🤖 AI Summary
To address the high optimizer-state memory overhead of Muon—comparable to AdamW—in large language model (LLM) pretraining, this work proposes the first 8-bit quantized Muon optimizer. Methodologically, it integrates block-wise quantization, linear/dynamic dual-mode quantization, gradient-state compression, and matrix orthogonalization. Theoretical analysis reveals a superior quantization robustness mechanism compared to AdamW-style optimizers.
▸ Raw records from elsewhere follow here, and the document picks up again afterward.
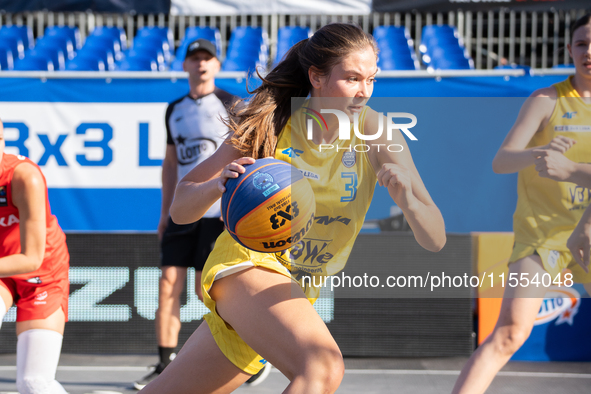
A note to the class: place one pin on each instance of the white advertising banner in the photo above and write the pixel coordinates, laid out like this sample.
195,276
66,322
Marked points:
267,7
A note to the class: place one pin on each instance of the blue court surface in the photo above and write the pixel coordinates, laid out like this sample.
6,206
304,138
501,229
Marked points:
100,374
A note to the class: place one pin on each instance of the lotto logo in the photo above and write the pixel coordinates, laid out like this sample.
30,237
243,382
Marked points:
41,296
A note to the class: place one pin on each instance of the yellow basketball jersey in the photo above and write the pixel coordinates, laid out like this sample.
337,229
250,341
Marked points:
548,211
343,181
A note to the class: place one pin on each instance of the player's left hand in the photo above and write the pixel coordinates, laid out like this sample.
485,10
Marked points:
553,165
579,243
398,180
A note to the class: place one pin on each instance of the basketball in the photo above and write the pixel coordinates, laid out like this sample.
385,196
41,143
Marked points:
269,207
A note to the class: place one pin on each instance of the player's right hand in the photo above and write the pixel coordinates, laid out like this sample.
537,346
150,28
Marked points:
579,243
233,170
560,144
162,224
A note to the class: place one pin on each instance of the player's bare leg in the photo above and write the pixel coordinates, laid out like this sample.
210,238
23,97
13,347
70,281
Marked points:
518,312
267,310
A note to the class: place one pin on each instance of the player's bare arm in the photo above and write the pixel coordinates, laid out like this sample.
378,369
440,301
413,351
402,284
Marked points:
28,195
533,117
397,172
200,188
169,181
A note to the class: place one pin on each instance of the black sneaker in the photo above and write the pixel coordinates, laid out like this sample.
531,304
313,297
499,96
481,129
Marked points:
143,382
257,379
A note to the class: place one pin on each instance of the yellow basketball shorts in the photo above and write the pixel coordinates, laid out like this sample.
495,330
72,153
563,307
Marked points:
554,261
227,258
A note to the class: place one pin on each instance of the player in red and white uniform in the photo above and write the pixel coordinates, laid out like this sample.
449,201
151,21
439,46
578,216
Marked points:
34,263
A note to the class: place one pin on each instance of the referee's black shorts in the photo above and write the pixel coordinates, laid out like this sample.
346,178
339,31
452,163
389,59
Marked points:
188,245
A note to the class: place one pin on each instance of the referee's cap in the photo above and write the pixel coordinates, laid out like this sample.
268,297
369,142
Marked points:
201,45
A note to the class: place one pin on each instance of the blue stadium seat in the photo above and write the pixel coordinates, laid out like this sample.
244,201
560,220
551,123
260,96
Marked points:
115,33
396,63
137,63
33,63
15,44
99,51
564,66
194,33
85,62
73,33
6,58
107,43
24,33
55,55
155,43
391,35
63,43
442,49
247,50
451,64
396,48
162,32
438,31
176,65
149,52
287,37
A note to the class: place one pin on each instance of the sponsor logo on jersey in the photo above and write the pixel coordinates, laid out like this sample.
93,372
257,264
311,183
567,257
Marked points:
291,152
292,239
189,150
326,220
3,197
310,175
349,159
569,115
553,258
309,255
8,221
575,128
560,304
40,298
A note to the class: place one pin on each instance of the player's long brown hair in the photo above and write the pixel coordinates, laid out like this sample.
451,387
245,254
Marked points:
257,125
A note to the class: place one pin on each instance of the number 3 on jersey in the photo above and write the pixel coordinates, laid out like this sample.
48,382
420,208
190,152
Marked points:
350,186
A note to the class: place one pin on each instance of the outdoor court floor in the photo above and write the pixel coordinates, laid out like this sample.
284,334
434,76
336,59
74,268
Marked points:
107,374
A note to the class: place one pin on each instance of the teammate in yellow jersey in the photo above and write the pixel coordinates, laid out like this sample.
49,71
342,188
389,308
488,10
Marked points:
256,307
550,146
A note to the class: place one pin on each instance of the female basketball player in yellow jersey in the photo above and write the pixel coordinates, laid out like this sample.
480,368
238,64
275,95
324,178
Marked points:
550,146
256,307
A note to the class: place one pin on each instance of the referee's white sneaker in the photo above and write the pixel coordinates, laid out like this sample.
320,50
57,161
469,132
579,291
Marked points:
257,379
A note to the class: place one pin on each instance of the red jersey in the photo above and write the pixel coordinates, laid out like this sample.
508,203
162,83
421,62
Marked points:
55,242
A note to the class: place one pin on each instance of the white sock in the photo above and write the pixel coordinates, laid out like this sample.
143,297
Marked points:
2,311
37,356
Experiments on 1.6B-model pretraining and Llama 3.2-3B fine-tuning demonstrate a 74% reduction in optimizer-state memory consumption, while maintaining convergence speed on par with full-precision Muon and significantly outperforming both 8-bit AdamW and full-precision AdamW. Crucially, the dynamic quantization variant preserves training stability throughout optimization.
📝 Abstract
The Muon optimizer, based on matrix orthogonalization, has recently shown faster convergence and up to 2x computational efficiency over AdamW in LLM pretraining. Like AdamW, Muon is stateful, requiring storage of both model weights and accumulated gradients. While 8-bit AdamW variants mitigate this overhead using blockwise quantization, they are typically stable only under dynamic quantization - which improves stability on linear quantization for extreme values. In this paper, we introduce the 8-bit Muon optimizer using blockwise quantization, supporting both linear and dynamic schemes. We demonstrate that 8-bit Muon maintains stability under both, while delivering $sim$74% reduction in memory footprint compared to full-precision Muon. In extensive experiments, 8-bit Muon closely matches the performance of Muon while outperforming AdamW and 8-bit AdamW in pre-training a 1.6B model on 4B FineWeb tokens. It also shows competitive results when fine-tuning the Llama 3.2 3B model on post-training data. We also provide a theoretical perspective to help explain this robustness under quantization.